2) Rango has its amusements, but is a bust on all sorts of levels. I would have left it off the list and added Flushed Away, which came first, and told the same story — successfully.

3) Nice to see Waking Life included. I'm also a big fan of Richard Linklater's A Scanner Darkly, and would have made sure it was on the list — probably a slot or two higher than Waking Life, actually.

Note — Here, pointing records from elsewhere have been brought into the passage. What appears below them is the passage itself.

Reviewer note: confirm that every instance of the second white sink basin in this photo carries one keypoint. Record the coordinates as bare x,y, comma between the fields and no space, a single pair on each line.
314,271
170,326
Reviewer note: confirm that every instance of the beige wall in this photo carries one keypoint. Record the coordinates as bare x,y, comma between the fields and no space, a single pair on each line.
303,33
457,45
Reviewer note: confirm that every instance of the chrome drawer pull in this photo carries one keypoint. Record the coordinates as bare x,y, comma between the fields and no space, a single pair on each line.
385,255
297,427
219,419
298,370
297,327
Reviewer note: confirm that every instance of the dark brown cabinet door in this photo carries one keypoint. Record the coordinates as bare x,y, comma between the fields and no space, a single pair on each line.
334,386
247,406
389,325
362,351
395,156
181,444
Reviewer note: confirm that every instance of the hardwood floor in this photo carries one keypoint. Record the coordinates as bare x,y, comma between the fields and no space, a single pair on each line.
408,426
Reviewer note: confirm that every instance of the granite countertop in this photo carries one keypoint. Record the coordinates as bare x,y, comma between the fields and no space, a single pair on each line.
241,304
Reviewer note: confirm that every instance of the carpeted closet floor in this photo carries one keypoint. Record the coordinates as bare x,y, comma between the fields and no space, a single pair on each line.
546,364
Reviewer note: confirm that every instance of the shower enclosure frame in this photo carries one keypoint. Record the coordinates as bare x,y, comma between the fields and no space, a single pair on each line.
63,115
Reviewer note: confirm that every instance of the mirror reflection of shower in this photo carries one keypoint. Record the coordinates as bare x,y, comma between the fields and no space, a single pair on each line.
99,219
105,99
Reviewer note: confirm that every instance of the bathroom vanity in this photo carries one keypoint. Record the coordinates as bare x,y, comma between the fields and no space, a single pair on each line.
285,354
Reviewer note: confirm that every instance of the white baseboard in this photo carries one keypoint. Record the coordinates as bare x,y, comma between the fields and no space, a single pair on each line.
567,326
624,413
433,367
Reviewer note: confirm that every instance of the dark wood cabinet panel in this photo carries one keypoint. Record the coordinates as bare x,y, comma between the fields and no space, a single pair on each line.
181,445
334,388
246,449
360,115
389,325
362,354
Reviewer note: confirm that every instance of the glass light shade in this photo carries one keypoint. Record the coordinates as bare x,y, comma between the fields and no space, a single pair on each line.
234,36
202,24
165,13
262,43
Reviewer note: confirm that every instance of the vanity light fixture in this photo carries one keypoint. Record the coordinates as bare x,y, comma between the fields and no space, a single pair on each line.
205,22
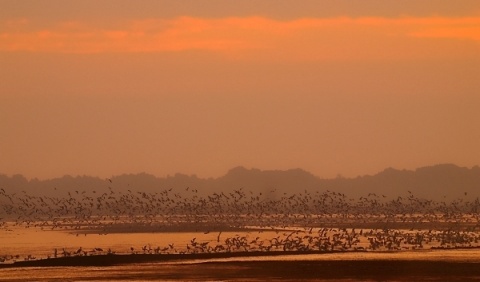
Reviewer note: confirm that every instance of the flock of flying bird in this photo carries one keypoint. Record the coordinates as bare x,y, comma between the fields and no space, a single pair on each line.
303,221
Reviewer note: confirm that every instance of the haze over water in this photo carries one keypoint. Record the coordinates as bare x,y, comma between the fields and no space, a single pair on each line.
351,127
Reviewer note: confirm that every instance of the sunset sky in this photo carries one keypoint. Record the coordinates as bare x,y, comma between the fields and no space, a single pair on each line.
334,87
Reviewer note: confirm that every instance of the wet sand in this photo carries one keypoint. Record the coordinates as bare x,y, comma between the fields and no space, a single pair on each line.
199,267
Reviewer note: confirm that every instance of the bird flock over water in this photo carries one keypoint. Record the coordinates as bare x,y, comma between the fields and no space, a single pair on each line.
321,221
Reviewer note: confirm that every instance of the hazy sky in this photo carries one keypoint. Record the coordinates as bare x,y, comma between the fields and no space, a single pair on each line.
334,87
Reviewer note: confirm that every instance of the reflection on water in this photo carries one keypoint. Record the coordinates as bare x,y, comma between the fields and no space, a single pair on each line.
40,244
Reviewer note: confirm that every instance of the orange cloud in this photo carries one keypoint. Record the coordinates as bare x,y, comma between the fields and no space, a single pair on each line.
309,38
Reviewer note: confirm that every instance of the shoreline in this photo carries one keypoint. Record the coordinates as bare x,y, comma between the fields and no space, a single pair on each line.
182,267
112,259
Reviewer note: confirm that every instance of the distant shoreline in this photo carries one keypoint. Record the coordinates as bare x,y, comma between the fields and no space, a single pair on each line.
407,269
120,259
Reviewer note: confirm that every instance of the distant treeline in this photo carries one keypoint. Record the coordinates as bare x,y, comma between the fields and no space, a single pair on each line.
438,182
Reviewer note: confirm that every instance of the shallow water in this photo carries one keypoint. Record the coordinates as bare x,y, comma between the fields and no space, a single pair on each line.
41,244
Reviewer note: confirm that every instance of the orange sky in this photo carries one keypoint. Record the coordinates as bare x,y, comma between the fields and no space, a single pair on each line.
198,87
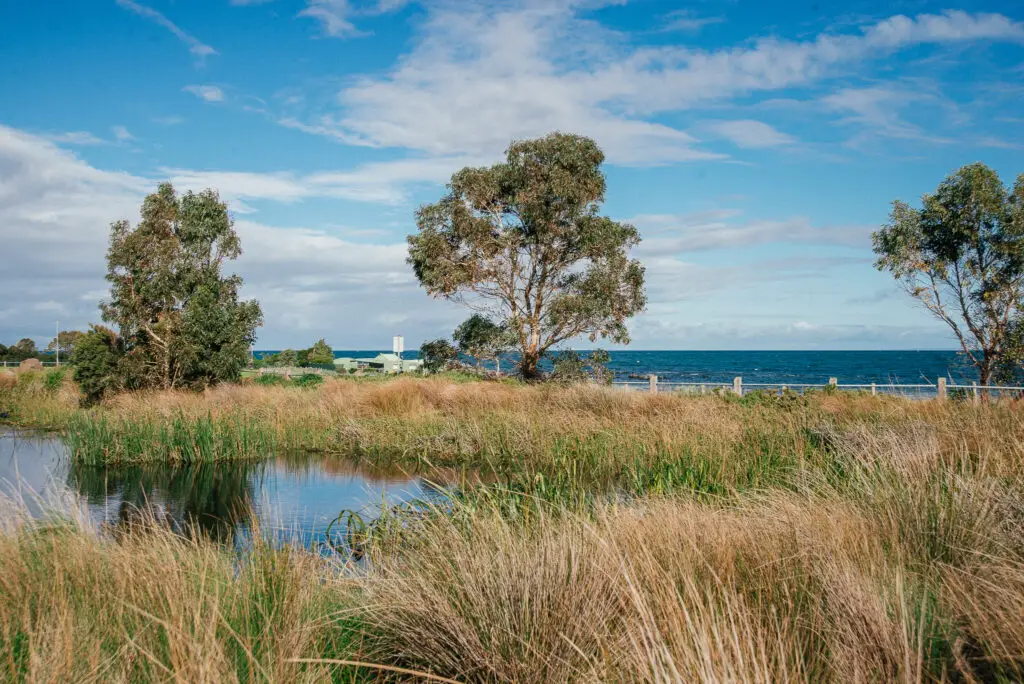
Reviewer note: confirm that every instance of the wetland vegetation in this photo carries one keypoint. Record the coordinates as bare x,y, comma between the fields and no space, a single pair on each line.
610,536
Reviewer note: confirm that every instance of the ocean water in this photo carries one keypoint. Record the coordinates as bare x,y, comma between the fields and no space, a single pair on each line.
886,367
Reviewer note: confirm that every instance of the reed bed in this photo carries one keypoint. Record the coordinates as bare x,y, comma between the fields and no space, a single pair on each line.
644,442
912,570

Speaking of Richard Linklater: wow, does this movie poster ever look unpromising:

Still, the kids are fond of him. And it's not like I'm a Jack Black hater, per se. He just makes me . . . wary.*

So, remembering that I've yet to be disappointed by a Linklater movie, I went ahead and took it home from the library. I was hooked within the first 20 minutes. Better yet, the conceit of the movie never dawned on me until the end credits started to roll, at which point the whipsaw effect of realisation was so dramatic I had to go back and watch the damn thing from beginning to end again. What fun!

Enjoy your weekend.

*As does Will Ferrell, although Ferrell threatens to nudge me further. The LEGO Movie! would have been nearly perfect if Ferrell had remained nothing but a voice. I mean, I understand why they went “meta” by movie's end — much like a viewer can understand why Spielberg went with the mawkish opening and closing scenes for Saving Private Ryan — but dramatically that scene is the least engaging of the entire movie. Starkly so, when contrasted with the rest of the movie — again, much like Ryan. But rest assured: LEGO! is the better movie.